“Then you’ll let it sink?”

“Most unquestionably.”

“I s’pose you’re right.”

“Well, rather. I can stand a good deal but Irish cousins. As the Princess Huncomun says in ‘Tom Thumb,’ ‘I shudder at the gross idea.’”

“It would never do, Percival—never, never.” And wagging his empty head sagaciously, Mr. Minniver again dipped his beak in the juice of the grape.

Mr. Eugene Percival is a swell of the first water; a bureaucrat in the most exalted sense of the term; a clerk in the Foreign Office, with expectations of a third secretaryship at no distant date. His mother, an heiress, died in giving him birth; his father, a captain in the Seventeenth Lancers, fell in the bloody ride of death at Balaklava. A guardian took possession of the boy, and, having placed him at Eton, later on transplanted him to Cambridge, where he took a degree, making a fair fight for honors. The failure of the banking firm of Overend & Gurney, of Lombard Street, deprived Percival of over half his property, and then he resolved upon work.

“I cannot live upon fifteen hundred a year and idleness,” he said.

“I could live, and live well, on a hundred a year with work.”

Through the influence of no less a personage than Benjamin Disraeli he was installed at the Foreign Office at a nominal salary, and the evening upon which this story opens he was twenty-five years of age, five feet eight inches in height, with yellow hair closely cropped, as is the fashion amongst the golden youth of the present hour, his eyes dark blue, his nose a delicate aquiline, his mouth and teeth unexceptionable, and the whole man bearing the unmistakable stamp of gentleman.

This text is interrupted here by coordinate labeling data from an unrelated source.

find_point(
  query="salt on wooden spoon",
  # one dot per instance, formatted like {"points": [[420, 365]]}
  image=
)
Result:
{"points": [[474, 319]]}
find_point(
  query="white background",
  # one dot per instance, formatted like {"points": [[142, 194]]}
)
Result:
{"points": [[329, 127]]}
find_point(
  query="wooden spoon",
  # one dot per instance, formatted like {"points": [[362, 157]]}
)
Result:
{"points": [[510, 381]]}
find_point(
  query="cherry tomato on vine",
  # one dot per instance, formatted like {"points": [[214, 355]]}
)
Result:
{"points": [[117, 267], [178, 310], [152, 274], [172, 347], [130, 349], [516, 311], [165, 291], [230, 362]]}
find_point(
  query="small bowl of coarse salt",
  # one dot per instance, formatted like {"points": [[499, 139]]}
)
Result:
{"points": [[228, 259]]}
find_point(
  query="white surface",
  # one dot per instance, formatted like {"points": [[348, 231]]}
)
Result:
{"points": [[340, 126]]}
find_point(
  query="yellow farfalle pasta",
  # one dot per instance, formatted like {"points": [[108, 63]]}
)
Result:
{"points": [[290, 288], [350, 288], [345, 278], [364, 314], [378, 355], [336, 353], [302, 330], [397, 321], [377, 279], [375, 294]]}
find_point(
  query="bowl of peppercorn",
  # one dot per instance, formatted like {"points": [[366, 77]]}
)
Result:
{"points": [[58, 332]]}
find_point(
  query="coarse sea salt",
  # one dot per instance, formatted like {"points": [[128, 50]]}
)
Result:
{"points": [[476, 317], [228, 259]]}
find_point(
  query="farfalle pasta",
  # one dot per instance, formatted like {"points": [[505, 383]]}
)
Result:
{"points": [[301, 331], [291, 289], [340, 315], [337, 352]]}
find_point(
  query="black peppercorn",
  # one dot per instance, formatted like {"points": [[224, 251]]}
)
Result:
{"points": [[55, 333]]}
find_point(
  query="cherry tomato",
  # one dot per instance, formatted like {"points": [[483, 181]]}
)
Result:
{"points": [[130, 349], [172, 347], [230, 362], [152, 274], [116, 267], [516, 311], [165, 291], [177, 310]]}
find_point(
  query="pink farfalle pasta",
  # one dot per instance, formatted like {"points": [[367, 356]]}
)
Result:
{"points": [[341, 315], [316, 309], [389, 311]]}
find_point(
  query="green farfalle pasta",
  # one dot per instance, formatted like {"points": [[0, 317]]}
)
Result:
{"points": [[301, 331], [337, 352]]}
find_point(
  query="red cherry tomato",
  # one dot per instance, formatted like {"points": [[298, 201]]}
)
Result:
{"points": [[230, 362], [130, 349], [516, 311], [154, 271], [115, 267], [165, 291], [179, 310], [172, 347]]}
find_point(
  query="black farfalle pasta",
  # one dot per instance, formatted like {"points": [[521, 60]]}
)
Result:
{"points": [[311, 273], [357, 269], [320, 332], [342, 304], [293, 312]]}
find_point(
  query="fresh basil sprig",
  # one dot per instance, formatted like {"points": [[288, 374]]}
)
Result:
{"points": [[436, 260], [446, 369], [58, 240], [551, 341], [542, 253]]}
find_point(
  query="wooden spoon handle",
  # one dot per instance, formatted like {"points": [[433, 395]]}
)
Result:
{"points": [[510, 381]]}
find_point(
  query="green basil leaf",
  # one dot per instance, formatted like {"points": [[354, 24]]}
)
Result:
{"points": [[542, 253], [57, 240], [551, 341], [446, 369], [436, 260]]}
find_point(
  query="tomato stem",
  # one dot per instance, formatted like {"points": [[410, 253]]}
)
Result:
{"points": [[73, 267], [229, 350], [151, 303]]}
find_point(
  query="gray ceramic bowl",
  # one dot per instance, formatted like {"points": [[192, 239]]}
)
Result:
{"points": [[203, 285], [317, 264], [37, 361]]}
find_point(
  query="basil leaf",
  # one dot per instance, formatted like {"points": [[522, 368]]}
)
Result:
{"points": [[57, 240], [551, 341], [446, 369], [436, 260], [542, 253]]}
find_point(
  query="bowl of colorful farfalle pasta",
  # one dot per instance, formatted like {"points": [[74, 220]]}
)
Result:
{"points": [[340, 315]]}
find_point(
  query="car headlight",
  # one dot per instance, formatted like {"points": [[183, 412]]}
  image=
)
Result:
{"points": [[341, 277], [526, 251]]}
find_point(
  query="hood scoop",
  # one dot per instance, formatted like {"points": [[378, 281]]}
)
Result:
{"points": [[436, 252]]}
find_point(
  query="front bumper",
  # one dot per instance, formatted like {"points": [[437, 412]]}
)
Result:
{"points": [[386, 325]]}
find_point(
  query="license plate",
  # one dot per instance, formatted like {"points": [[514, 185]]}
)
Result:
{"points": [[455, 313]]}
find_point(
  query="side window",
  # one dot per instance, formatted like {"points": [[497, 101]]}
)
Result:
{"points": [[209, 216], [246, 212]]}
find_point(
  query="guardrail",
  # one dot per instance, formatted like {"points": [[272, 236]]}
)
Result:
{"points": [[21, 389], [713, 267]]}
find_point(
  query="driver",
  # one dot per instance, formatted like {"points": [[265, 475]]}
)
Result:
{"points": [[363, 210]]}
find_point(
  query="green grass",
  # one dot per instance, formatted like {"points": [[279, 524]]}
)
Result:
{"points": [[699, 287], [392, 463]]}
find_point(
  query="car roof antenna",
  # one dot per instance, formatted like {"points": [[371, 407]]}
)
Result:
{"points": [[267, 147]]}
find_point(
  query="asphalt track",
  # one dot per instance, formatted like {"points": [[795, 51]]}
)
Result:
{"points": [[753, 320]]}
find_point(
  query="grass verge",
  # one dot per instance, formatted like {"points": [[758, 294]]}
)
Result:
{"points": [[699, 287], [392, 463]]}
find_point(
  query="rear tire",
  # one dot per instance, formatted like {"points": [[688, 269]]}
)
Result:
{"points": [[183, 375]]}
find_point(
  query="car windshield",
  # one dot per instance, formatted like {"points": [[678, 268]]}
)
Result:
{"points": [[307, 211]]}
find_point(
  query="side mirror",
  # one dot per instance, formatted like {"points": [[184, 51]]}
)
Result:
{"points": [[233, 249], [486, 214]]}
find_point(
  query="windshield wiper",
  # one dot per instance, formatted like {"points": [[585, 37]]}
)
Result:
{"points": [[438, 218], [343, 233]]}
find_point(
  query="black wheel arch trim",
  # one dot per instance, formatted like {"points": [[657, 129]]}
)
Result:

A few days subsequent to the receipt of his Irish letters Mr. Eugene Percival strolled from the Garrick into Covent Garden Market, but little altered in its appearance since the days when Sam Johnson and Topham Beauclerk went on a rouse amongst the vegetable wagons, and at unhallowed hours, as the worthy lexicographer subsequently—and sorrowfully—admitted.